Military justice at a turning point: the changing role of command

ThinkTech Hawaii CEO (and quondam military judge) Jay M. Fidell  conducts an interview with the Editor on current issues in American military justice.

Another county heard from

This evening, Global Military Justice Reform has had a hit from our 189th jurisdiction: São Tomé & Principe. Welcome aboard. We are about five months from hitting the million-hit mark.

Sunday, May 9, 2021

Italian Air Force hazing case

Eight sergeants in the Italian Air Force are facing trial on hazing charges. The trial has been delayed due to COVID-19 concerns. Three astronauts are on the witness list. Details here. Excerpt (Google translation):

Among the parties called into question also the Ministry of Defense, cited as civilian responsible for failure to supervise the behavior of non-commissioned officers and their behavior that had to be part of the traditional baptism of flight but which instead would have "offended the prestige, honor and dignity of the pupil, using violence and causing multiple bruises." According to [former officer candidate Julia] Schiff's lawyers who filed a civil action, that rite was carried out in a consolidated manner and the superiors did nothing to prevent this from happening.

Saturday, May 8, 2021

Defense Minister defends military judicial independence in Tunisia

A military court in Tunisia has issued a warrant for the arrest of a member of parliament. Asked about the matter during a committee hearing, Defense Minister Brahim Bartagi said the military court is independent, according to this account. Excerpt:

"Being a department which is part of the executive power, the Ministry of National Defense cannot interfere in the legislative and the current affairs", indicated the minister. And to add, “military justice is governed by legal texts contained in the Constitution”. “Although military, this does not rule out its character of an independent justice,” he explained.

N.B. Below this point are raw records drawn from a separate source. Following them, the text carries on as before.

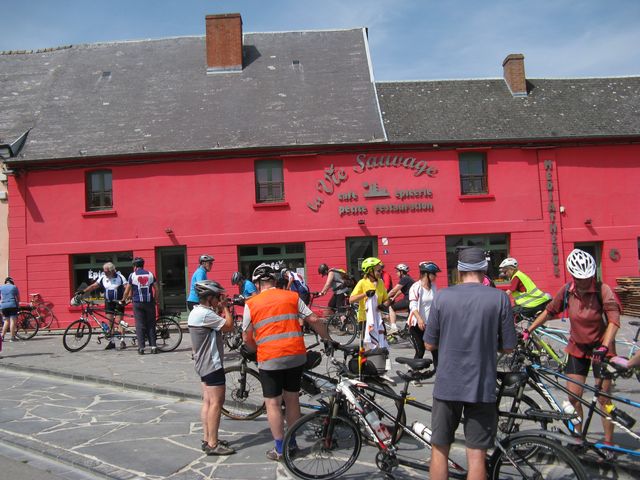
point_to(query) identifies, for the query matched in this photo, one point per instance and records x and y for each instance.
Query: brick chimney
(513, 72)
(224, 43)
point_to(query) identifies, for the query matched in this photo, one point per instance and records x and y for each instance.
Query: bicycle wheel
(26, 325)
(342, 327)
(243, 398)
(319, 446)
(509, 425)
(45, 315)
(549, 460)
(77, 335)
(168, 334)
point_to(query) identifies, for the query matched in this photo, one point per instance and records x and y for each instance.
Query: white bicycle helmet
(580, 264)
(509, 262)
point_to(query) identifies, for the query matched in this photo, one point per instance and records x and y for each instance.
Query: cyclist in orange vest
(271, 326)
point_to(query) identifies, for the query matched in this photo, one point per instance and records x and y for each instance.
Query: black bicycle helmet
(263, 272)
(206, 288)
(428, 267)
(206, 258)
(236, 278)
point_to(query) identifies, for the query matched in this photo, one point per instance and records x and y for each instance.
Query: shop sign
(334, 178)
(553, 226)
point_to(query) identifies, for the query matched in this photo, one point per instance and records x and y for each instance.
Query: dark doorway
(172, 275)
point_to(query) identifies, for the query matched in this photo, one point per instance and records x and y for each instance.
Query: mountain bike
(325, 444)
(78, 333)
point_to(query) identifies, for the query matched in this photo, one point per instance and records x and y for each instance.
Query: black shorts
(214, 379)
(114, 307)
(10, 312)
(480, 426)
(401, 305)
(275, 381)
(580, 366)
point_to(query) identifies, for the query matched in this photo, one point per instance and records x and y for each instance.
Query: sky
(408, 39)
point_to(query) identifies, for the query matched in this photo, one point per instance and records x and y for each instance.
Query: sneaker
(274, 455)
(219, 449)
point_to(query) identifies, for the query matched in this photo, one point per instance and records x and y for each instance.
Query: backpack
(348, 280)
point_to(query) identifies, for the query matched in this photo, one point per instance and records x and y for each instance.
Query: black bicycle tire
(69, 331)
(339, 333)
(162, 324)
(540, 445)
(27, 325)
(46, 320)
(290, 456)
(231, 392)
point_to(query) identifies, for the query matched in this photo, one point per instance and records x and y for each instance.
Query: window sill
(271, 205)
(100, 213)
(484, 196)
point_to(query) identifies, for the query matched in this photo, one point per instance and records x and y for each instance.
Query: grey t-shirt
(469, 323)
(206, 339)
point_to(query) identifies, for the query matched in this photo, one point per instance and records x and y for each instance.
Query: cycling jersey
(113, 287)
(141, 281)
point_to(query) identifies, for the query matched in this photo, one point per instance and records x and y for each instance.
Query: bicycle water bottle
(422, 430)
(568, 409)
(378, 427)
(622, 417)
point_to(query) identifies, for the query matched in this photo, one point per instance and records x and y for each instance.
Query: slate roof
(484, 110)
(297, 88)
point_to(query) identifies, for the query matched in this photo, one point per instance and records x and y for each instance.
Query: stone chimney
(513, 72)
(224, 43)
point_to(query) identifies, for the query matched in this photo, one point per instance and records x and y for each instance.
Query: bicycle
(78, 334)
(342, 323)
(543, 380)
(325, 444)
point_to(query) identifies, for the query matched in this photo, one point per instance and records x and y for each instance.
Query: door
(359, 248)
(172, 278)
(595, 250)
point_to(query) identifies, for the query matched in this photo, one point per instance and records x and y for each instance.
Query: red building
(280, 146)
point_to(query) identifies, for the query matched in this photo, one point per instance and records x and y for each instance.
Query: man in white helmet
(529, 299)
(594, 316)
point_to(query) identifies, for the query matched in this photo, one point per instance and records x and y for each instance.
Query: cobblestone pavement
(121, 415)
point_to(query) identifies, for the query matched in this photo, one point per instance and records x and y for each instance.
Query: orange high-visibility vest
(274, 317)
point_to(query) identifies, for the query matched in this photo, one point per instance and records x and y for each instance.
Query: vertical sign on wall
(553, 227)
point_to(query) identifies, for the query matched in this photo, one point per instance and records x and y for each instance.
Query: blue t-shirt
(248, 289)
(199, 275)
(9, 296)
(141, 281)
(469, 323)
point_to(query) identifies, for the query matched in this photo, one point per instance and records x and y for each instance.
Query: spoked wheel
(26, 326)
(534, 457)
(343, 328)
(77, 336)
(168, 334)
(243, 398)
(319, 446)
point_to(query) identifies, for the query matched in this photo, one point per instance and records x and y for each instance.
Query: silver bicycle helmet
(401, 267)
(263, 272)
(207, 288)
(509, 262)
(580, 264)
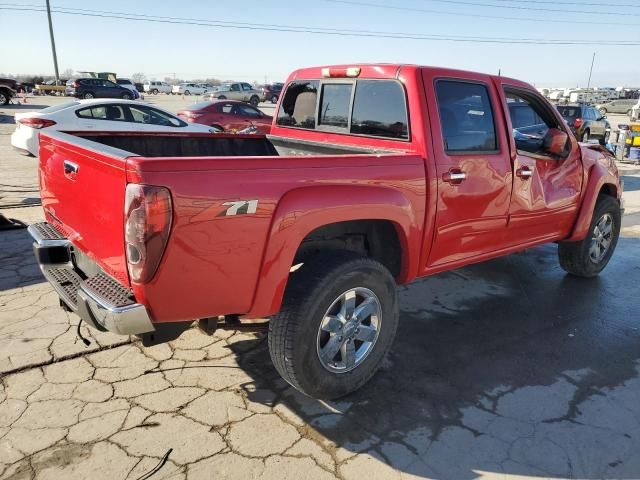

When the U.S. military monitors civilians

The CATO Institute filed a FOIA lawsuit on Wednesday seeking information from the Department of Defense on domestic intelligence gathering. The lawsuit alleges that the Department of Defense, along with the U.S. Air Force, Marines, and Navy, have not reasonably searched records related to such surveillance. The suit comes on the heels of recent revelations that some states improperly used the National Guard to watch protestors following George Floyd’s murder by a Minneapolis policeman.  

The CATO Institute write-up explains they are looking for records related to DoD Directive 5200.27, the directive that sets “general policy, limitations, procedures, and operational guidance pertaining to the collecting, processing, storing, and disseminating of information concerning persons and organizations not affiliated with the Department of Defense.” DoD Directive 5200.27 has previously been used to disrupt lawyers providing legal services to draftees hoping to avoid Vietnam, or to monitor those protesting the 2003 invasion of Iraq.  Certainly, it will be interesting to learn what records CATO can obtain, and to learn whether, and possibly to what extent, the military continues to gather intelligence on the civilian population.